La jeune fille accepta et entra dans la maison de l’ogresse. Cette dernière lui dit : « Désormais, je vais te demander de prendre ce balai et de balayer le brouillard qu’il y a devant la maison jusqu’à ce qu’il parte ; quand tu auras fini cela, tu devras coudre des toiles d’araignée, et préparer le repas. C’est tout ce que je te demande. » A ces mots, l’ogresse partit de la maison en claquant la porte.

La jeune fille se reposa toute la journée et le soir venu, peu avant que revienne l’ogresse, elle prépara à manger avec entrain. A son retour, l’ogresse lui demanda : « As-tu bien fait tout ce que je t’ai dit de faire ? — Oui, répondit la jeune fille. Le brouillard n’est plus là. Quant aux toiles d’araignée, en voici partout dans les coins de ta maison. — Tu te moques de moi, lui répondit

l’ogresse. Le brouillard n’est plus là, car le beau temps est revenu, et non pas parce que tu l’as balayé. Quant aux toiles d’araignée, elles étaient là partout dans la maison avant même que je parte. Si demain tu ne fais pas ce que je t’ai demandé, je te mangerai. »

Quand elle eut dit cela, l’ogresse s’empiffra et mangea une quantité de nourriture qui aurait pu rassasier dix personnes vigoureuses. Elle but également beaucoup d’eau-de-vie, puis partit se coucher dans une pièce reculée de la maison.

Le lendemain matin, l’ogresse partit de bonne heure. La jeune fille encore une fois se reposa toute la journée, et le soir venu, elle prépara à manger pour l’ogresse. Quand celle-ci fut de retour, elle l’interrogea : « As-tu bien fait tout ce que je t’ai demandé de faire ? — Non, répondit la jeune fille. Ce que tu m’as demandé de faire était inutile : le soleil a dissipé le brouillard ; quant aux toiles d’araignée, elles sont déjà nombreuses. Mieux vaudrait les enlever que d’en ajouter de nouvelles !

— Décidément, répondit l’ogresse, tu es plus idiote que ce que j’avais présumé au début. C’est par pitié pour ton idiotie que je ne te mange pas tout de suite. Mais demain, je serai sans pitié ; si tu ne fais pas ce que je t’ai demandé de faire, je te mangerai ! »
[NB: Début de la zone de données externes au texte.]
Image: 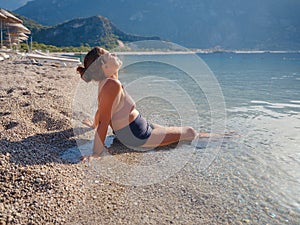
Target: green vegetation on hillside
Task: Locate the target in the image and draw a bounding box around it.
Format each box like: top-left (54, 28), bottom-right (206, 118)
top-left (20, 42), bottom-right (91, 52)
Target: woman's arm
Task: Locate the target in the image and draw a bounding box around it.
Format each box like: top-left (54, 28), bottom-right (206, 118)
top-left (83, 79), bottom-right (122, 161)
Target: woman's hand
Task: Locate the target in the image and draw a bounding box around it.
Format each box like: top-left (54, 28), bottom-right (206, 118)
top-left (80, 153), bottom-right (101, 163)
top-left (82, 119), bottom-right (95, 129)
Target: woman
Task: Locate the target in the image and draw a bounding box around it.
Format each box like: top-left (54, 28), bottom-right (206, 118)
top-left (77, 47), bottom-right (221, 161)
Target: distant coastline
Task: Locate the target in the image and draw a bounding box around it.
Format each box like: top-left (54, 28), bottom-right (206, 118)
top-left (59, 49), bottom-right (300, 57)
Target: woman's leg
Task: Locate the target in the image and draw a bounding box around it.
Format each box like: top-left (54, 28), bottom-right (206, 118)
top-left (142, 124), bottom-right (197, 148)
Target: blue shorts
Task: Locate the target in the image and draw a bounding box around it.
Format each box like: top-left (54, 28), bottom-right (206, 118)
top-left (114, 114), bottom-right (153, 147)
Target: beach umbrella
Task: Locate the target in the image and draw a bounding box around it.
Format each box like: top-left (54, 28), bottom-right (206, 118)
top-left (0, 12), bottom-right (7, 48)
top-left (0, 9), bottom-right (23, 23)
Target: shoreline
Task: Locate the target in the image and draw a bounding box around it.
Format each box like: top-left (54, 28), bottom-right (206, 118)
top-left (0, 59), bottom-right (299, 225)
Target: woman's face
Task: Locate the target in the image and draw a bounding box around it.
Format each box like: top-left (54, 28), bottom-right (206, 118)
top-left (102, 53), bottom-right (122, 77)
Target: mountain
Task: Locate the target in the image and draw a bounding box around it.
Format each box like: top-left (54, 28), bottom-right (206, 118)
top-left (0, 0), bottom-right (29, 10)
top-left (16, 0), bottom-right (300, 50)
top-left (19, 16), bottom-right (160, 48)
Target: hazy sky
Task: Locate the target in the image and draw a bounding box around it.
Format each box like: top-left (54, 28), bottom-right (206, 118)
top-left (0, 0), bottom-right (29, 11)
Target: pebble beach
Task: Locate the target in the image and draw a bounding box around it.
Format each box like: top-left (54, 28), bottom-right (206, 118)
top-left (0, 59), bottom-right (299, 225)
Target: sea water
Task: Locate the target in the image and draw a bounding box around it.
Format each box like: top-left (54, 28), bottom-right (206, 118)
top-left (115, 53), bottom-right (300, 223)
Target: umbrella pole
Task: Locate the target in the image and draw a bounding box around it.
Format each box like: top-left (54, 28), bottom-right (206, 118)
top-left (0, 20), bottom-right (3, 48)
top-left (7, 27), bottom-right (12, 49)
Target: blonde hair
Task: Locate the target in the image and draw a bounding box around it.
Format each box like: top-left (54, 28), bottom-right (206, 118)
top-left (77, 46), bottom-right (106, 82)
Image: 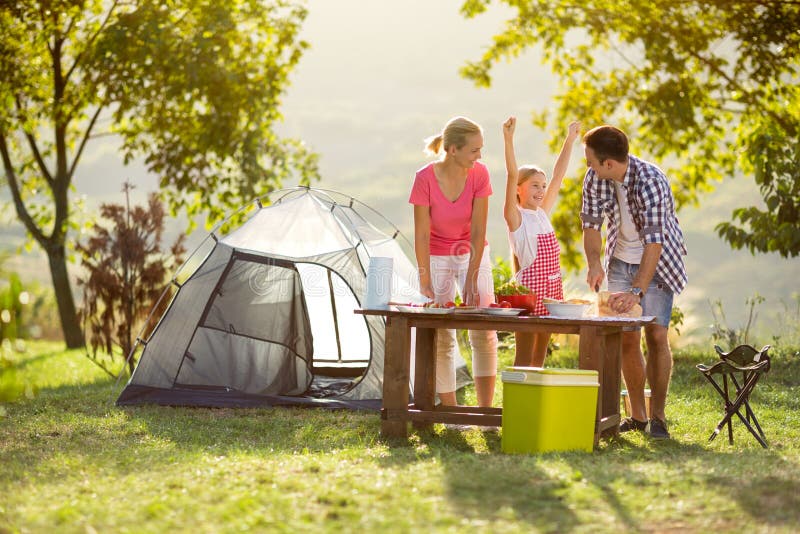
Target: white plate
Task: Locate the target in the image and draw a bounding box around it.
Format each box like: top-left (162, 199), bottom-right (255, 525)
top-left (395, 305), bottom-right (453, 313)
top-left (480, 308), bottom-right (526, 315)
top-left (544, 302), bottom-right (591, 319)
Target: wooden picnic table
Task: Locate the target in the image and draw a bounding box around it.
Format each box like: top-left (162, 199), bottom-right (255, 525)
top-left (355, 307), bottom-right (655, 445)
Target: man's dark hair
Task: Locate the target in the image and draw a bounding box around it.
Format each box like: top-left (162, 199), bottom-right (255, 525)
top-left (583, 125), bottom-right (628, 162)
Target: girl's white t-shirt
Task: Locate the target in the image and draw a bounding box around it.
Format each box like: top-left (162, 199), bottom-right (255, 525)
top-left (508, 206), bottom-right (554, 272)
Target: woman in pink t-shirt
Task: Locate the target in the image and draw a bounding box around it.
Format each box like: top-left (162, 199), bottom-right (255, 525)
top-left (409, 117), bottom-right (497, 406)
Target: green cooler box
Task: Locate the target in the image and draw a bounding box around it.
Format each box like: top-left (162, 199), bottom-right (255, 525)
top-left (502, 367), bottom-right (600, 453)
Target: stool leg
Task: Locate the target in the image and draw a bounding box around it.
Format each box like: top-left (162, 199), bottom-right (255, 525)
top-left (722, 375), bottom-right (733, 445)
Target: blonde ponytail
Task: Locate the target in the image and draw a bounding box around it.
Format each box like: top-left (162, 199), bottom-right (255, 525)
top-left (425, 117), bottom-right (483, 156)
top-left (425, 134), bottom-right (442, 156)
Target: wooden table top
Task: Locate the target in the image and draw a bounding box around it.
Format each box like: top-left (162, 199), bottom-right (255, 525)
top-left (354, 306), bottom-right (655, 330)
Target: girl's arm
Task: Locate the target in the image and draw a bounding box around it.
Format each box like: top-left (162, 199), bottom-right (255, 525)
top-left (542, 121), bottom-right (581, 213)
top-left (503, 117), bottom-right (522, 232)
top-left (464, 197), bottom-right (489, 306)
top-left (414, 205), bottom-right (434, 299)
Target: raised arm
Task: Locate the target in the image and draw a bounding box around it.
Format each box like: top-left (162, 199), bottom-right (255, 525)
top-left (542, 121), bottom-right (581, 213)
top-left (414, 206), bottom-right (434, 299)
top-left (503, 117), bottom-right (522, 232)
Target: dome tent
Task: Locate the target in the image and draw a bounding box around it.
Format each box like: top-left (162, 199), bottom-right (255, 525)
top-left (117, 187), bottom-right (469, 408)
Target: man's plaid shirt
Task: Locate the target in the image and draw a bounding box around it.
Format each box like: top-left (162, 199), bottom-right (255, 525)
top-left (581, 156), bottom-right (687, 294)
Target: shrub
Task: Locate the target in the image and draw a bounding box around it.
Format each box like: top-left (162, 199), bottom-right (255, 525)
top-left (77, 184), bottom-right (186, 375)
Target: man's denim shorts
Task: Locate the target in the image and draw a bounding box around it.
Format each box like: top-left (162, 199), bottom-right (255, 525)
top-left (608, 258), bottom-right (673, 327)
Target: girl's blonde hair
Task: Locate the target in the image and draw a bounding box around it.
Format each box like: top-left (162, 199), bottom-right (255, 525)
top-left (425, 117), bottom-right (483, 156)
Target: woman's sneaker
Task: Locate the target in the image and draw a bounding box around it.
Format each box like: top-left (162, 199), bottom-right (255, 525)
top-left (648, 418), bottom-right (669, 439)
top-left (619, 417), bottom-right (647, 432)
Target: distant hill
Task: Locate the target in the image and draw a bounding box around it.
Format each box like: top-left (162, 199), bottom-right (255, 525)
top-left (0, 0), bottom-right (800, 348)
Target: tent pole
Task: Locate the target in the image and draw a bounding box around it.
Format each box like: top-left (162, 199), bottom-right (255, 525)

L’ogresse mangea ce soir-là comme vingt personnes en bonne santé puis quand elle fut rassasiée, elle partit ronfler dans sa chambre.

Le lendemain matin, la jeune fille décida de quitter la maison de l’ogresse : « Qu’a-t-elle à m’apprendre que je ne sache déjà ? pensa-t-elle. On ne balaye pas le brouillard, on ne coud pas de toiles d’araignée, encore moins quand il y en a déjà dans la maison. Si je reste encore ici aujourd’hui, je me ferai dévorer toute crue. »

La jeune fille quitta donc la maison de l’ogresse. Sur le chemin qui devait la conduire jusqu’au village, elle croisa justement l’ogresse, l’air mécontent : « Que fais-tu ? demanda l’ogresse. Ne t’avais-je pas demandé de balayer le brouillard, de coudre des toiles d’araignée et de préparer le repas ? — Ogresse, dit la jeune fille, tu m’as appris une chose essentielle qui me servira toute ma vie : j’ai appris qu’il faut partir d’une maison où il y a une ogresse qui veut nous dévorer si on ne balaye pas le brouillard et si on ne coud pas de toiles d’araignée. Désormais, je ne serai plus jamais niaise, je te le promets. »

L’ogresse eut un grand éclat de rire et les deux femmes se quittèrent.